The charges arose from a series of events in Dujail, located about 40 miles northeast of Baghdad, after the failed assassination attempt. According to some reports, up to 400 people were killed. A senior U.S. legal adviser in Baghdad, who spoke on condition that he not be named, said the Rwayids were charged in connection with 147 deaths.

Hussein survived many assassination attempts, but the ambush in Dujail was one of the most serious, according to his biographers, and left a lasting mark on his presidency. Afterward, Hussein began limiting his travels around the country and used elaborate decoys and body doubles. He also increasingly turned to trusted family members rather than Baath Party officials to run the government.

The attempt on his life came as the Iran-Iraq war was entering its second year and eroding Hussein's popularity. The plot was code named Operation Bint Huda, after the sister of Ayatollah Mohammed Bakr Sadr, a founder of the Dawa party, a religiously conservative Shiite group that was banned by Hussein. Sadr and his sister had been executed by the government in 1980. More than 20 years later, the party's political leader, Ibrahim Jafari, is competing for the post of Iraqi prime minister.

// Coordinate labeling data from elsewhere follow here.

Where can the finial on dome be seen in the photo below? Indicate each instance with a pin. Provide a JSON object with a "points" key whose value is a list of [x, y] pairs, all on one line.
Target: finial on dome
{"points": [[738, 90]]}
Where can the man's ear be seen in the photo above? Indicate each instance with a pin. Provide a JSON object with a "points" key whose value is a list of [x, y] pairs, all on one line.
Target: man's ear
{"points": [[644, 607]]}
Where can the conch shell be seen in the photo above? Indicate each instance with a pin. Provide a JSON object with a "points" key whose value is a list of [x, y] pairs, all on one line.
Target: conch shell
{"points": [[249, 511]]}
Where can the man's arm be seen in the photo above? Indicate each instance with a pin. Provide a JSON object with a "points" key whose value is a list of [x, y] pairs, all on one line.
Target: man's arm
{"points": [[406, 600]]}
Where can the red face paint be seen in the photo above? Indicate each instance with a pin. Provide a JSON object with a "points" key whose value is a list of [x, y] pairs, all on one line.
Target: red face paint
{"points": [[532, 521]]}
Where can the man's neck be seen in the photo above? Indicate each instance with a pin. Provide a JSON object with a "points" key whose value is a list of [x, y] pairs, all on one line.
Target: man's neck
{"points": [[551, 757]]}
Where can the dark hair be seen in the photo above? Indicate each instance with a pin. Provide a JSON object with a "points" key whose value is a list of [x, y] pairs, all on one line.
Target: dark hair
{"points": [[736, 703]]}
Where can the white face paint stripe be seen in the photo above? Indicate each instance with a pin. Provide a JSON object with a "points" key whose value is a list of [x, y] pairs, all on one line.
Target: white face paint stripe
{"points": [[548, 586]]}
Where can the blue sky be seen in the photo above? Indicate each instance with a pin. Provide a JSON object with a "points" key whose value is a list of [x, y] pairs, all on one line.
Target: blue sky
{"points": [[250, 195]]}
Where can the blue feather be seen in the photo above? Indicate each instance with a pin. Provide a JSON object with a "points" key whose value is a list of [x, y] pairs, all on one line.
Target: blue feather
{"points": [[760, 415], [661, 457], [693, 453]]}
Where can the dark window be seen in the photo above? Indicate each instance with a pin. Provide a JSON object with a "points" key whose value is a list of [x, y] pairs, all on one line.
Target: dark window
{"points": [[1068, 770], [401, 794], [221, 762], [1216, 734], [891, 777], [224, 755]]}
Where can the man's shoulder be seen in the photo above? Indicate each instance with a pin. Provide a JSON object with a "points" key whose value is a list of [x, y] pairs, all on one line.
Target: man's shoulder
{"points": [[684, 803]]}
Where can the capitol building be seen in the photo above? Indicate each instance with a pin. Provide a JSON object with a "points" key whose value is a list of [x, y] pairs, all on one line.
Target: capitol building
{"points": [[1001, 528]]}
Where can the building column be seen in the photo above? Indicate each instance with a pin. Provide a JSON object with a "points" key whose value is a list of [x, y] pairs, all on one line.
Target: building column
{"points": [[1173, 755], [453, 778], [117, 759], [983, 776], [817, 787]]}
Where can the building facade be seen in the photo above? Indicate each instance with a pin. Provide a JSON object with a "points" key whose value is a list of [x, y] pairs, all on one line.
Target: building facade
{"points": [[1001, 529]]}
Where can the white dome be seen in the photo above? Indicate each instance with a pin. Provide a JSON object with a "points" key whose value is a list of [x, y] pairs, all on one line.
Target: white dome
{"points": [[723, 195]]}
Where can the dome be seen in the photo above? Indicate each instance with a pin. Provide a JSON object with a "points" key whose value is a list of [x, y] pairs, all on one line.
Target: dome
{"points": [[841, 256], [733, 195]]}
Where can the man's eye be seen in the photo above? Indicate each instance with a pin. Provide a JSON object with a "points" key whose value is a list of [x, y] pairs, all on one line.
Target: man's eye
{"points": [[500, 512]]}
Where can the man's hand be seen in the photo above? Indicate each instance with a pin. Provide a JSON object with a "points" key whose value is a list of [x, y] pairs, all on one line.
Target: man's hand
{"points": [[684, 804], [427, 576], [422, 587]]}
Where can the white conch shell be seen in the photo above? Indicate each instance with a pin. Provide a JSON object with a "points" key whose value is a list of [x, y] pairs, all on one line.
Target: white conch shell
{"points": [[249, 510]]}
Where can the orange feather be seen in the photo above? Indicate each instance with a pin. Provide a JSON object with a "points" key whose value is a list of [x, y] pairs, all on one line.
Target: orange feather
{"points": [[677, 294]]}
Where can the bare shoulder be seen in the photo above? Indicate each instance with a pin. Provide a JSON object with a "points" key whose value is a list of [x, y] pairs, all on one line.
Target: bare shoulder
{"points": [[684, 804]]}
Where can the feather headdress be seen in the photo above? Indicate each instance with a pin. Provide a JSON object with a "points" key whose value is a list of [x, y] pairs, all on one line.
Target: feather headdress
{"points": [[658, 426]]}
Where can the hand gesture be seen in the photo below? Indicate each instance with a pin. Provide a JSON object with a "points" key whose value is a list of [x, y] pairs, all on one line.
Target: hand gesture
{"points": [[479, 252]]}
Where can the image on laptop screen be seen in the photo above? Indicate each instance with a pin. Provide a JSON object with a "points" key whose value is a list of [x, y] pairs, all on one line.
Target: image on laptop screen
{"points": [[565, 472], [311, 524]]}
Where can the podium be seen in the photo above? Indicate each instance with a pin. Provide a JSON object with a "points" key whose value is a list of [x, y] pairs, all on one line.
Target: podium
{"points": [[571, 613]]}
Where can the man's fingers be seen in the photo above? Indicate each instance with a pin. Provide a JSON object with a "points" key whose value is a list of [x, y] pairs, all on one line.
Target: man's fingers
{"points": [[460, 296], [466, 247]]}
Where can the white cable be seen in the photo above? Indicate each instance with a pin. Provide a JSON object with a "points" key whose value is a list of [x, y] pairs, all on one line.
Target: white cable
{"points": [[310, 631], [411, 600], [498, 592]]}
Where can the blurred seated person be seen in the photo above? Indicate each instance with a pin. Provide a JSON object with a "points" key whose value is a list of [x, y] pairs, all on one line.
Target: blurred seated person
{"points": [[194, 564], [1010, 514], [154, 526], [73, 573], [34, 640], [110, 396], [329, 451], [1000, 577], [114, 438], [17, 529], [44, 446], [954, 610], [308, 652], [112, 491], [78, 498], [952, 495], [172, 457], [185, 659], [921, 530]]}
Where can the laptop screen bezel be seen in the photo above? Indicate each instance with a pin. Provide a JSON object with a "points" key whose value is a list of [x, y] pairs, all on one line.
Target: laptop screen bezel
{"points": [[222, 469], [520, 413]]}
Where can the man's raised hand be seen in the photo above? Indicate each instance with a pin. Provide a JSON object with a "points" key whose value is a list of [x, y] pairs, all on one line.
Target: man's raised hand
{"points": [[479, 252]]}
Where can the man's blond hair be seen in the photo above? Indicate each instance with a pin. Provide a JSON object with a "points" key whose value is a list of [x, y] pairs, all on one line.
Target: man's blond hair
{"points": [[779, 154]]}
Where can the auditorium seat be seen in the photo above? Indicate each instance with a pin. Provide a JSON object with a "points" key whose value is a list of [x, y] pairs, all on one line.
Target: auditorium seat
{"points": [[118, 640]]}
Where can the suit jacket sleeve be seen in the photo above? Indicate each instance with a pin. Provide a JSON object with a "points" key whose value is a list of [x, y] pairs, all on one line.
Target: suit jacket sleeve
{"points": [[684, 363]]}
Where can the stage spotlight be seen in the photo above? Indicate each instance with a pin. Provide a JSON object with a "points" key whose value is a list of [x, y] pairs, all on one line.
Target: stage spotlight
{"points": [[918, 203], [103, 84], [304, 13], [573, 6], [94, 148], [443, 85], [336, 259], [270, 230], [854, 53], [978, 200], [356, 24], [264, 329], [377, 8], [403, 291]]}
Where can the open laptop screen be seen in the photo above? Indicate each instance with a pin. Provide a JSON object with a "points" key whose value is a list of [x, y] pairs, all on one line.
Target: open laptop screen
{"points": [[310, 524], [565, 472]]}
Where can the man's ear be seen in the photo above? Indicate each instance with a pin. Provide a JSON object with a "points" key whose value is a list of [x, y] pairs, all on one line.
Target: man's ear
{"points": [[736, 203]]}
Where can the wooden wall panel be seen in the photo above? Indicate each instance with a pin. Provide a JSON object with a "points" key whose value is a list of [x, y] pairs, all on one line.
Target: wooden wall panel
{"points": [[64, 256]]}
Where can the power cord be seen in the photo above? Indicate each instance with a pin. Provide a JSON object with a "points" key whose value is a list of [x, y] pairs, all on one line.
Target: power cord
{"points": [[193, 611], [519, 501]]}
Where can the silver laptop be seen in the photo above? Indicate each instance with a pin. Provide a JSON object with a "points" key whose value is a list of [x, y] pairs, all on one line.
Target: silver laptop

In his book, "Saddam," Con Coughlin writes that the ambush at Dujail lasted more than two hours. Witnesses recalled that attackers marked Hussein's vehicle with sheep's blood to identify him in his convoy. But Hussein eluded them by riding in another vehicle. The attackers shot at the decoy vehicle, killing several of Hussein's companions, according to witness accounts.

The president had to be rescued by the Iraqi army. Eight of the Dawa attackers were killed during the firefight.

Punishment was swift and severe. Hundreds were arrested. Dujail residents were evicted and relocated to a new town, and their village was razed.

According to a report Tuesday in the Boston Herald, the Rwayids were captured in their home and then transported to Baghdad by the U.S. Army's 42nd Military Police Company, which arrived in Dujail in two Black Hawk helicopters.

The Herald reported that Abdulla Rwayid had been detained last year by U.S. forces for shooting at passing military convoys from the roof of his home and that his son is believed to have been an agent of Hussein's intelligence service.

In Dujail on Saturday, a witness to the massacre, Mishan Faisal, 66, a former member of the Baath Party, said Abdulla Rwayid was responsible for the arrests that followed the assassination attempt.

"The Baath Party would give him lists of names of people to arrest," Faisal said. "He would go and activate the orders."

Younis Ahmed, another resident, said he was arrested for participating in the assassination attempt, an allegation that he denied.